Mr. Lester’s opening brief on appeal does not address the district court’s

grounds for dismissing the case. Instead, it challenges only the merits of the

bankruptcy court’s judgment. Therefore, the appellee filed a motion to strike

Mr. Lester’s brief. In his response to the motion, Mr. Lester contends he paid the

filing fee on June 19, 2017, and the district court “later reversed the Dismissal

Order.” Lester’s Response to Motion to Strike, at 2. The record does not, however,

reflect that the district court reversed its dismissal order. On the contrary, in a

minute order dated July 18, 2017, the district court rejected Mr. Lester’s attempt to

demonstrate that he paid the filing fee, stating that it was untimely and was submitted

to the wrong court.

2 “Although a pro se litigant’s pleadings are to be construed liberally and held to

a less stringent standard than formal pleadings drafted by lawyers, this court has

repeatedly insisted that pro se parties follow the same rules of procedure that govern

other litigants.” Garrett v. Selby Connor Maddux & Janer, 425 F.3d 836, 840

(10th Cir. 2005) (citation, brackets, and internal quotation marks omitted). Because

Mr. Lester failed to address the merits of the district court’s judgment of dismissal in

his opening brief, we deem any challenge to the judgment waived. See COPE v.

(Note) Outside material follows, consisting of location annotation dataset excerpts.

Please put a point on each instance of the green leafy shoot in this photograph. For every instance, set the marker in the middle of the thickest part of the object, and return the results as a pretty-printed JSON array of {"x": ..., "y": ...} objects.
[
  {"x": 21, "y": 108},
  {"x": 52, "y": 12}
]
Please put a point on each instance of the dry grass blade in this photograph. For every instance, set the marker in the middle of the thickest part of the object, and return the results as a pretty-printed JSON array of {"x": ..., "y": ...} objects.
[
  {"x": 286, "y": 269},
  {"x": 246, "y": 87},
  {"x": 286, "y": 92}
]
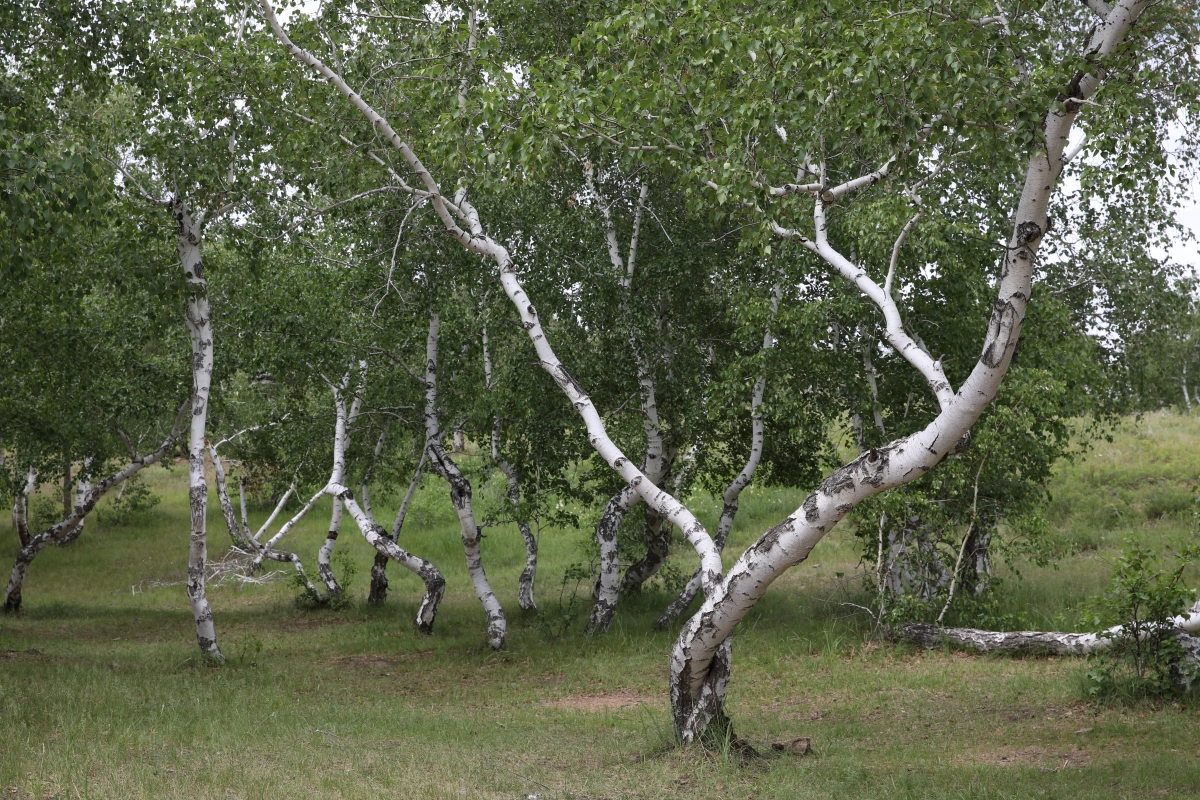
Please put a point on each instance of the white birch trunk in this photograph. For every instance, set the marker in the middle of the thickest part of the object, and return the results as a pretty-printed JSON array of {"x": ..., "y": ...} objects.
[
  {"x": 83, "y": 485},
  {"x": 235, "y": 531},
  {"x": 241, "y": 537},
  {"x": 460, "y": 494},
  {"x": 325, "y": 555},
  {"x": 607, "y": 585},
  {"x": 376, "y": 536},
  {"x": 1069, "y": 644},
  {"x": 378, "y": 593},
  {"x": 199, "y": 329},
  {"x": 699, "y": 672},
  {"x": 526, "y": 581},
  {"x": 29, "y": 552},
  {"x": 732, "y": 493},
  {"x": 291, "y": 523},
  {"x": 21, "y": 507},
  {"x": 475, "y": 240}
]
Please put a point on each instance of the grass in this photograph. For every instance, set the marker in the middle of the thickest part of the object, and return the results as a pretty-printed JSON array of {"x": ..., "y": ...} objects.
[{"x": 101, "y": 695}]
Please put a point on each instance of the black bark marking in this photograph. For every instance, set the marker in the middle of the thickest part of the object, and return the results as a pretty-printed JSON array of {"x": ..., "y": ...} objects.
[
  {"x": 1001, "y": 324},
  {"x": 810, "y": 507},
  {"x": 840, "y": 480}
]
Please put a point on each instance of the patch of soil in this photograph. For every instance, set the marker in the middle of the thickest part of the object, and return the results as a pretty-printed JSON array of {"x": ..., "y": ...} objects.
[
  {"x": 376, "y": 661},
  {"x": 1038, "y": 757},
  {"x": 615, "y": 701}
]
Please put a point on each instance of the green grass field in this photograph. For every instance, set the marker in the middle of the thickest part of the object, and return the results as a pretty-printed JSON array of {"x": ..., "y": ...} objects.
[{"x": 102, "y": 696}]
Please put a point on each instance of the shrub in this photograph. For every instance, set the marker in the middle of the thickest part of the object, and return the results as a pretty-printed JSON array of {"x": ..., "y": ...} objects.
[{"x": 1145, "y": 659}]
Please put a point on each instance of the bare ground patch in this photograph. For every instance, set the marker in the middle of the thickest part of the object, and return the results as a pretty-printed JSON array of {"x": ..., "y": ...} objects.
[
  {"x": 613, "y": 701},
  {"x": 1039, "y": 757}
]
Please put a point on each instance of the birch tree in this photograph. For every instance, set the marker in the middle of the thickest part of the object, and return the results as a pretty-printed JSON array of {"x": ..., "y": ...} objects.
[{"x": 700, "y": 663}]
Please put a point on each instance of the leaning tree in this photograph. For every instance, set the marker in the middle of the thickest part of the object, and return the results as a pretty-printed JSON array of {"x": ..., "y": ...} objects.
[{"x": 784, "y": 113}]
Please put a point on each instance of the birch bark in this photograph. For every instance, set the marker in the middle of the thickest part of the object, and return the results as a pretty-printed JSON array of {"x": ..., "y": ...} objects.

Kan. State Bd. of Educ., 821 F.3d 1215, 1223 (10th Cir. 2016) (“Appellants do not

raise this argument in their opening brief, and so it is waived.”), cert. denied,

137 S. Ct. 475 (2016); see also Balaber-Strauss v. Reichard (In re Tampa Chain

Co.), 835 F.2d 54, 56 (2d Cir. 1987) (affirming district court’s dismissal of appeal

where appellants “argue[d] only the merits of their bankruptcy appeal, which of

course are not before us, and [did] not even address the failure-to-prosecute ground

of the district court’s dismissal of that appeal”).

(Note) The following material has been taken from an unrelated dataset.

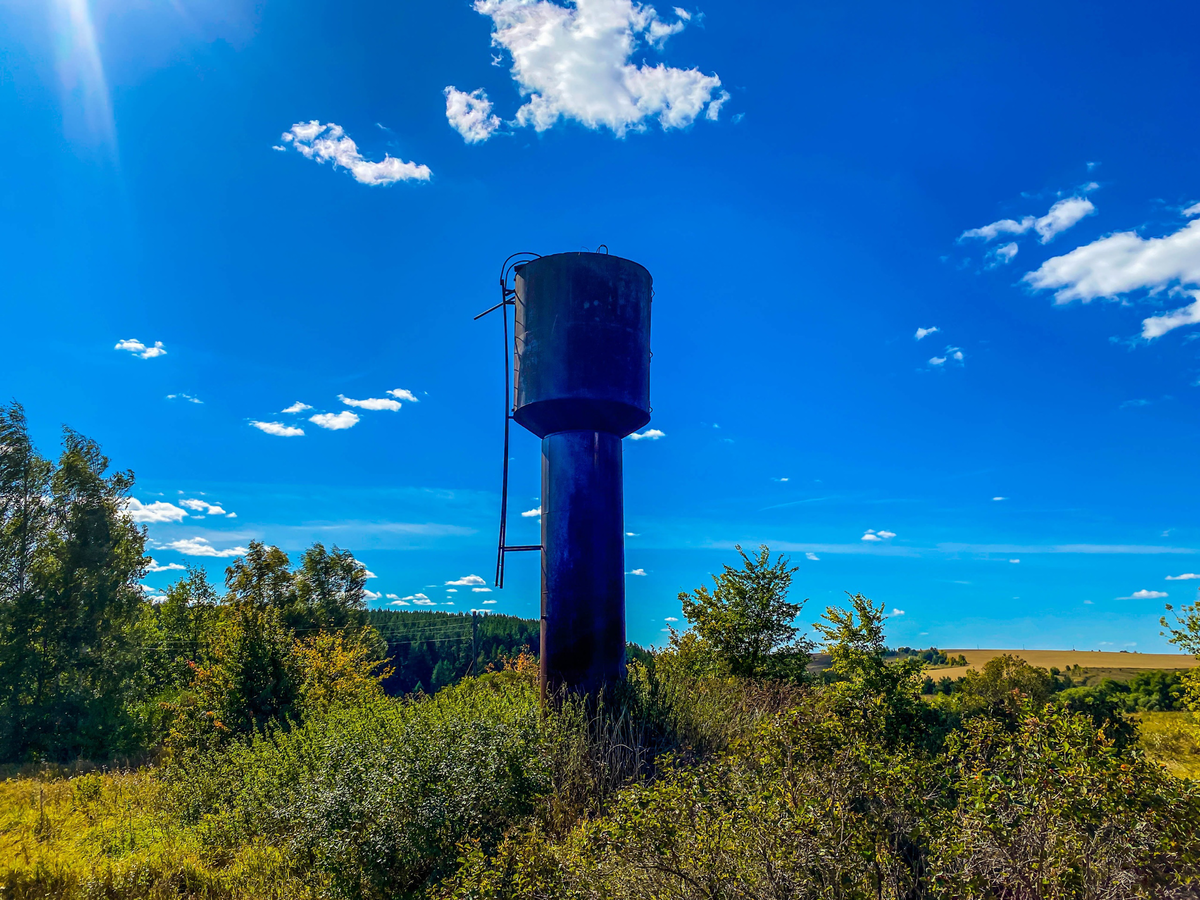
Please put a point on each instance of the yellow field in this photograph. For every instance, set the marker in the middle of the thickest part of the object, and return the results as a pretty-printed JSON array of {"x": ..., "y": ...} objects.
[{"x": 1111, "y": 665}]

In his reply brief, Mr. Lester claims he paid the filing fee and that the

“payment was then routed to the correct department.” Aplt. Reply Br. at 2. We

generally deem waived arguments raised for the first time in a reply brief. See Toevs

v. Reid, 685 F.3d 903, 911 (10th Cir. 2012) (“Arguments not clearly made in a

party’s opening brief are deemed waived.”). Even if we were to consider this

argument, see Garrett, 425 F.3d at 840 (indicating that appellate court may have

discretion to review issues raised in inadequate briefing), this cursory claim is not

supported by a citation to the record, see Fed. R. App. P. 28(a)(8)(A) (requiring

3 appellant’s brief to contain “citations to . . . parts of the record on which the appellant

relies”), and is contrary to the district court’s July 18, 2017, minute order. Nor has

he demonstrated that the payment was routed to the correct court. Consequently, it is

insufficient to demonstrate error in the dismissal order, so we affirm the judgment of

dismissal.

III. Conclusion

Mr. Lester seeks leave to proceed IFP in this appeal. The district court denied

leave to proceed IFP on appeal. We agree with the district court that this appeal was

not taken in good faith, as Mr. Lester has stated no basis for challenging the propriety

of the court’s dismissal order. We thus deny Mr. Lester’s request to proceed on

appeal IFP and remind him that he remains obligated to pay all appellate fees to the

district court.

Appellee’s motion to strike Mr. Lester’s appellate brief is denied as moot. The

district court’s judgment of dismissal is affirmed.